Authoritative Parenting Style
Authoritative parents have high demands for their children while also showing a high level of responsiveness and warmth. These parents tend to leave space for child questions and to have discussions. They maintain parental control and power while also validating children’s emotions, listening, and problem solving with their children. Being empathetic and listening to the child’s viewpoint does not always mean that the parent will make a decision in the child’s favor. This allows the child to express themself and feel heard while maintaining appropriate levels of control for children. Providing appropriate levels of control can help children learn to assess risk and make decisions.
Authoritative parents often utilize positive reinforcement to help manage behaviors, as well as explaining rules and limits, discussing with children, and using reasoning. While parents are assertive, they are also understanding and supportive. When children make mistakes, parents will provide logical consequences while also being nurturing and forgiving. Parents aim to build missing skills within children when they make mistakes or demonstrate negative behaviors.

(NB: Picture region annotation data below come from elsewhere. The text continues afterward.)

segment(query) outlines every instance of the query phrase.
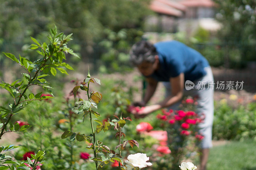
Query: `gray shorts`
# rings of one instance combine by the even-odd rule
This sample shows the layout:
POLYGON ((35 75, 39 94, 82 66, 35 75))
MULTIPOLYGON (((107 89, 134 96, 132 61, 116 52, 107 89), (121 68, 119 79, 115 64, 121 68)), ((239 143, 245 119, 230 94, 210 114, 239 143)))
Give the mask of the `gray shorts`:
MULTIPOLYGON (((200 129, 199 132, 204 136, 202 140, 200 147, 203 148, 209 148, 212 146, 212 124, 213 120, 213 93, 214 86, 213 76, 211 67, 205 67, 204 69, 206 74, 198 80, 194 81, 195 86, 194 89, 187 90, 184 89, 183 97, 197 96, 198 103, 196 112, 199 115, 203 113, 205 116, 203 123, 198 125, 200 129), (204 88, 202 88, 201 82, 204 82, 204 88), (212 84, 211 84, 212 83, 212 84)), ((165 87, 166 96, 171 94, 171 86, 170 82, 164 82, 165 87)), ((179 109, 179 106, 181 103, 181 101, 171 106, 169 109, 173 110, 179 109)))

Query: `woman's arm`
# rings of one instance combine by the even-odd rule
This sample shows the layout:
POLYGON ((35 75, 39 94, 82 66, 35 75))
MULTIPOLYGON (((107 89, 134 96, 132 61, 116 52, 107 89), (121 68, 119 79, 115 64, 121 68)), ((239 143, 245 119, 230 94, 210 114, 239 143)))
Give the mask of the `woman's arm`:
POLYGON ((156 104, 146 106, 137 113, 137 117, 145 117, 148 114, 162 108, 168 107, 178 102, 182 98, 184 89, 184 74, 181 73, 177 76, 170 79, 172 85, 172 95, 163 101, 156 104))
POLYGON ((149 101, 156 91, 158 82, 151 78, 146 78, 146 81, 148 82, 148 85, 146 88, 144 98, 140 102, 134 103, 133 104, 135 106, 140 107, 145 106, 149 101))
POLYGON ((147 78, 146 81, 148 83, 145 93, 145 96, 143 101, 145 105, 151 98, 154 95, 158 82, 152 78, 147 78))
POLYGON ((159 105, 159 109, 170 106, 181 99, 184 89, 184 79, 183 73, 177 77, 170 79, 170 82, 172 85, 172 95, 158 104, 159 105))

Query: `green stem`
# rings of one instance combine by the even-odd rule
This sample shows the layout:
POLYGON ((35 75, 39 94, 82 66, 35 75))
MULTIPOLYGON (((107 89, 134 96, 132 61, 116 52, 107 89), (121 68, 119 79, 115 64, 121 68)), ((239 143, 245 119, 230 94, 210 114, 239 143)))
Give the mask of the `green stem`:
MULTIPOLYGON (((119 145, 121 144, 121 127, 119 127, 120 130, 119 130, 119 145)), ((119 156, 121 158, 121 146, 119 146, 119 156)), ((119 167, 119 170, 121 170, 121 163, 120 162, 118 162, 118 167, 119 167)))
MULTIPOLYGON (((90 81, 88 82, 88 85, 87 86, 87 96, 88 97, 88 100, 89 101, 91 102, 91 98, 90 98, 90 96, 89 96, 89 84, 90 84, 90 81)), ((97 155, 96 154, 96 139, 95 138, 95 132, 93 129, 93 125, 92 124, 92 110, 91 110, 91 107, 89 108, 89 111, 90 112, 90 120, 91 120, 91 126, 92 127, 92 135, 93 136, 93 153, 94 153, 94 157, 95 158, 97 158, 97 155)), ((98 163, 97 161, 95 161, 95 164, 96 165, 96 169, 97 170, 98 167, 98 163)))
MULTIPOLYGON (((44 64, 45 63, 45 62, 46 62, 46 61, 47 60, 45 61, 45 62, 44 62, 44 63, 43 65, 42 65, 42 66, 41 66, 41 67, 40 67, 40 68, 36 71, 36 73, 35 74, 35 75, 34 76, 34 77, 33 77, 33 78, 31 79, 31 81, 29 81, 29 82, 28 82, 28 85, 27 86, 26 88, 25 88, 25 89, 24 89, 24 91, 23 91, 23 92, 22 92, 21 95, 20 96, 20 98, 19 99, 19 100, 18 101, 18 102, 17 102, 16 104, 15 105, 15 107, 17 107, 18 105, 19 105, 19 104, 20 104, 19 103, 21 99, 21 98, 22 98, 22 96, 23 96, 23 95, 24 95, 24 94, 25 93, 25 92, 26 92, 28 88, 28 87, 29 87, 29 85, 31 83, 31 82, 33 81, 36 78, 36 76, 37 76, 37 74, 38 74, 38 71, 39 71, 39 70, 40 70, 41 68, 43 67, 43 66, 44 66, 44 64)), ((12 114, 12 113, 11 113, 10 115, 9 116, 9 117, 8 118, 8 119, 7 120, 7 121, 4 124, 3 127, 2 128, 2 130, 1 131, 1 134, 0 134, 0 139, 1 139, 1 138, 2 138, 2 136, 3 136, 3 135, 4 134, 4 129, 7 126, 7 125, 9 123, 9 122, 10 122, 11 119, 12 118, 12 116, 13 115, 13 114, 12 114)))

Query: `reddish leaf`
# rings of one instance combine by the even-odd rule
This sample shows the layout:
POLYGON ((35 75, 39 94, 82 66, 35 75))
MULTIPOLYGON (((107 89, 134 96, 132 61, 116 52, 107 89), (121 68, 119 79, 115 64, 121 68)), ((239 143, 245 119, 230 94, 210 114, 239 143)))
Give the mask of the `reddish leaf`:
POLYGON ((123 117, 123 119, 124 120, 124 119, 127 119, 128 120, 129 120, 130 121, 132 121, 132 119, 131 119, 131 117, 125 117, 125 118, 123 117))
POLYGON ((117 146, 116 146, 116 149, 117 149, 118 148, 119 148, 119 147, 120 146, 121 146, 121 145, 123 145, 123 144, 119 144, 119 145, 117 145, 117 146))
POLYGON ((132 146, 132 147, 133 148, 133 143, 131 141, 131 140, 128 140, 128 142, 129 142, 129 143, 131 145, 131 146, 132 146))
POLYGON ((116 116, 116 115, 113 115, 113 116, 115 116, 116 117, 117 119, 118 119, 118 120, 119 120, 119 117, 117 117, 117 116, 116 116))
POLYGON ((138 147, 139 147, 139 143, 138 143, 138 142, 137 142, 135 140, 129 140, 129 141, 130 141, 132 142, 133 143, 135 144, 135 145, 136 146, 137 146, 138 147))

The goal of authoritative children is to create responsible, cooperative, and self-regulated children. Children of authoritative parents often have more positive attachment and relationship with their parents. They additionally are able to learn coping skills to manage emotions, have more positive behavior, and better academic performance. They also tend to be open minded and effective communicators.
Conclusion
There are numerous other parenting terms you may hear (attachment parenting, gentle parenting, helicopter, lawnmower, bulldozer, snowplow, tiger, elephant, dolphin, and free-range parenting to name a few) and I hope to return to this topic with more information at another time!
But again, the type of parenting we practice can have lasting impacts on our life. Think about your own experience as a child. What type(s) of parenting styles did your parents use?
It has been said that the voice of a parent becomes a child’s “inner voice”. The ideas and ideals passed down from our parents are ingrained in us, which is why we can often hear our parents voices and sayings escape from our own mouths. Even if we disagree with our own parents’ parenting style, it can still tend to slip out, particularly when we are stressed. This is why it is important to evaluate the way you were parented and evaluate the impact this may have on your own parenting style.
Which parenting style do you tend to use? I’d love to have a discussion about it!